India has negotiated important trade pacts in the past involving major economies such as those of the Association of Southeast Asian Nations (ASEAN), Japan, Korea, Singapore and the Malaysia. Indian industry, however, has not shown the kind of enthusiasm it expresses for recent trade deals, first with the United Arab Emirates and now with Australia. One of the main factors behind this newfound confidence and support for Indian industry under the FTA is that the government has identified the right set of countries for such trade and aggressively secured meaningful access to the market for Indian exports.
Industry is consulted at every stage of the negotiations, which has helped industry members articulate their interests in foreign market access.
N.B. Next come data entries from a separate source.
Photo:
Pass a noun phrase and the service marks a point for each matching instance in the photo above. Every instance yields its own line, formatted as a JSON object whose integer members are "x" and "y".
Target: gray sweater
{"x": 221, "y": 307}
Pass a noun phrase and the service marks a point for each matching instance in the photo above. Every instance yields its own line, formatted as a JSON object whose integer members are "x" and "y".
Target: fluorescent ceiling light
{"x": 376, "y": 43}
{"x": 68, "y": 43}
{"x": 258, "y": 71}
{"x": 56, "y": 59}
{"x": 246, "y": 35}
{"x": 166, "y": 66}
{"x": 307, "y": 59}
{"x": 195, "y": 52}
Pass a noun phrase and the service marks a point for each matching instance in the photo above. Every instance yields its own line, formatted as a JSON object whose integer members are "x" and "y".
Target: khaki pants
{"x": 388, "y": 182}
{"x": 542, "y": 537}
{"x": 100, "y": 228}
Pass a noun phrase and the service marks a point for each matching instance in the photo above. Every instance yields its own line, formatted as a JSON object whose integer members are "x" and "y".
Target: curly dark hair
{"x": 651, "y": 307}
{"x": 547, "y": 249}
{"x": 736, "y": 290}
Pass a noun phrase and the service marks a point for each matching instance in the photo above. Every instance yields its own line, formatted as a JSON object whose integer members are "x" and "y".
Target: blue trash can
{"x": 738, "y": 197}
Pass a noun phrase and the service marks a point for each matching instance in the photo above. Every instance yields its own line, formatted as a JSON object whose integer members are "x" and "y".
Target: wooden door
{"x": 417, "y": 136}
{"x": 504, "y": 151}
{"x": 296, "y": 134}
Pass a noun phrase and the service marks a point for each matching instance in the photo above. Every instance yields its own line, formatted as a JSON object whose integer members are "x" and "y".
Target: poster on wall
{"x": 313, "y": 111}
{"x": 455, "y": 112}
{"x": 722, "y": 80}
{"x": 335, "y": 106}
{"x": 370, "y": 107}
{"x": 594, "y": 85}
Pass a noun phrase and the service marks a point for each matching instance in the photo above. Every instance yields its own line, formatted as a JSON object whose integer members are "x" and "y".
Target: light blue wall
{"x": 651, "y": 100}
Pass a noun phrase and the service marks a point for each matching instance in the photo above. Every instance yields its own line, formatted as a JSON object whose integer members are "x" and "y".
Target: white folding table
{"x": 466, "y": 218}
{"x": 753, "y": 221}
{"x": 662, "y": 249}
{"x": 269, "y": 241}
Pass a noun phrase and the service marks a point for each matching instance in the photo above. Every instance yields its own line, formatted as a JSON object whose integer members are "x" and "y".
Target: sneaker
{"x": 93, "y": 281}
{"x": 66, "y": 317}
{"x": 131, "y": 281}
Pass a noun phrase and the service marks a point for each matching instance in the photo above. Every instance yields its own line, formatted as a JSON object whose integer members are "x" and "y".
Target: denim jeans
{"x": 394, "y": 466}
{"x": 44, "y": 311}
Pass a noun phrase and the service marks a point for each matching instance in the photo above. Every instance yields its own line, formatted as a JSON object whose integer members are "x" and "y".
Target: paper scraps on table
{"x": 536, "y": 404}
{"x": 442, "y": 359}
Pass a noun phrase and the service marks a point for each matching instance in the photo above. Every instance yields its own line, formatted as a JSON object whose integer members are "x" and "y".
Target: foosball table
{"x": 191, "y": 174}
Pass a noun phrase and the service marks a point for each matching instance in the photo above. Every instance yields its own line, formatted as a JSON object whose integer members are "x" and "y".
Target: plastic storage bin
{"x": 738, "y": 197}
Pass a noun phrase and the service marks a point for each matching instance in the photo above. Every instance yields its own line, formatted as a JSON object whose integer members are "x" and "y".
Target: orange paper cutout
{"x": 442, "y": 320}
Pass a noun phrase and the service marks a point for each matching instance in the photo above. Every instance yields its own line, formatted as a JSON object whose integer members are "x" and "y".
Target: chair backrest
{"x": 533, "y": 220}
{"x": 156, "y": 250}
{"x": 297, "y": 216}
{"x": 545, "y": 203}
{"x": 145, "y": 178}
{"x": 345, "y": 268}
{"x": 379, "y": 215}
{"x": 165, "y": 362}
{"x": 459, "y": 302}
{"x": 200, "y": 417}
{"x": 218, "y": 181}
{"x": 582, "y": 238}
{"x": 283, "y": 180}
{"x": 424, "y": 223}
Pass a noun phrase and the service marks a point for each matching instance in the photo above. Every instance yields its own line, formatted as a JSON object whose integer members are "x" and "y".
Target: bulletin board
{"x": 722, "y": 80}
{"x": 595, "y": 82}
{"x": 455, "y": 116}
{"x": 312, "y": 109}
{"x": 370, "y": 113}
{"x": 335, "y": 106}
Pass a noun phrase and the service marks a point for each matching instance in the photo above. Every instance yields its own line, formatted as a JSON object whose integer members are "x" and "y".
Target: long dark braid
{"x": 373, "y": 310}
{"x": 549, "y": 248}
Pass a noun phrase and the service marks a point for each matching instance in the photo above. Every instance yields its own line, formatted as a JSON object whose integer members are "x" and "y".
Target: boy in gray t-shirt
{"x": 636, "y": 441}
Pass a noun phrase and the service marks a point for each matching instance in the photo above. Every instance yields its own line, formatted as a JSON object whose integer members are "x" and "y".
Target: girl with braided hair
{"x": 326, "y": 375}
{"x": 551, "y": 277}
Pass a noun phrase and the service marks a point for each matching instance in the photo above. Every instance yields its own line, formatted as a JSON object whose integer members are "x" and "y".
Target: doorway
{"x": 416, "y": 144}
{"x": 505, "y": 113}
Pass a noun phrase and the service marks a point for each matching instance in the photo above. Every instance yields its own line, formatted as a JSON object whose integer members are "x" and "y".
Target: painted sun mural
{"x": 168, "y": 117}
In previous free trade agreements, India mainly negotiated market access for professionals under mode 4 (movement of natural persons), but now the focus is increasingly on access to foreign markets for all our merchandise exports.
Over the past decade and a half, there has been a remarkable growth in bilateral trade between India and Australia, aided by tremendous complementarities between the two economies. Bilateral trade in goods and services has increased in value from $13.6 billion in 2007 to $24.3 billion in 2020. Now, with a trade agreement in place, bilateral trade in goods and services for the two countries should reach 45 billion dollars in five years. There will be consolidation and growth in the market share of Indian goods and services, and India’s goods and services exports are expected to increase from $10.5 billion in 2021 to $20 billion by 2026-27 , then exceed $35 billion by 2035.
Currently, Indian exports face a 4-5% tariff disadvantage in many labor intensive sectors compared to competitors in the Australian market such as China, Thailand, Vietnam, South Korea , Japan, Indonesia and Malaysia. Removing these barriers under ECTA can significantly increase our merchandise exports. Australia offers zero-duty access on 100% of tariff lines from India. There will immediately be zero duty on 96.4% of the value of Indian exports (98% of tariff lines); that is, for these items, Indian exports will have immediate market access at zero duty from the first day of entry into force of the agreement. All major traditional Indian exports, such as textiles and garments, some agricultural and marine products, leather, footwear, furniture, gems and jewelry, pharmaceuticals and engineering products, etc., are expected to gain Verry much.
Upon completion, India would immediately eliminate tariffs on 40% of its tariff lines, comprising 85% of Australian exports by value to India, and then schedule an additional 30.3% of its tariff lines for elimination or the reduction of customs duties over time periods of 3/5/7/10 years. Indian industry needs to use this arrangement wisely, as Australian exports to India are more focused on raw materials and intermediate products. Many industries in India will get cheaper raw materials and thus become more competitive, especially in sectors like steel, aluminum, energy, engineering, etc.
We are aware that due to our diverse industrial base, which includes companies of all sizes and multiple sectors/products, Indian industry has certain sensitivities. We are grateful to the government for keeping many sensitive products in the exclusion category (29.8% of tariff lines) without offering any concessions. These products include milk and milk products, chickpeas, nuts, pistachios, wheat, rice, bajra, apple, sunflower seed oil, sugar, cakes, gold, silver, platinum, jewelry, iron ore and most medical devices. This is a major gain for India under ECTA.
Apart from securing significant gains in the goods sector, India has also managed to secure commercially significant offers from Australia in several services sectors. An annual quota of 1,800 Indian traditional leaders and yoga teachers entering Australia as contract service providers, post-study work visas for Indian students, seeking a mutual recognition agreement on professional qualifications and Enhanced commitment on the movement of professionals as intra-business transferees are some of the key gains for Indian service sectors.
One of the breakthroughs achieved under ECTA is that the Australian government has agreed to amend its domestic tax laws to end the taxation of offshore income from Indian companies providing technical services to Australia. This was a long-standing request from the Indian IT industry. Once the change is made, Indian tech companies would no longer be required to pay offshore income tax in Australia, which would boost their competitiveness in the international market.
Finally, a point to note for industry colleagues. Although the government has managed to negotiate a great trade deal for business, given that Australia currently has 16 FTAs in place, gaining access to the Australian market would be no small feat. We will still have to work on improving our competitiveness as in most trade sectors India would be competing with countries like China, ASEAN, Chile, Japan, Korea and New Zealand. , which already have functional FTAs with Australia.
ChandrAjit Banerjee is the Chief Executive of the Confederation of Indian Industry.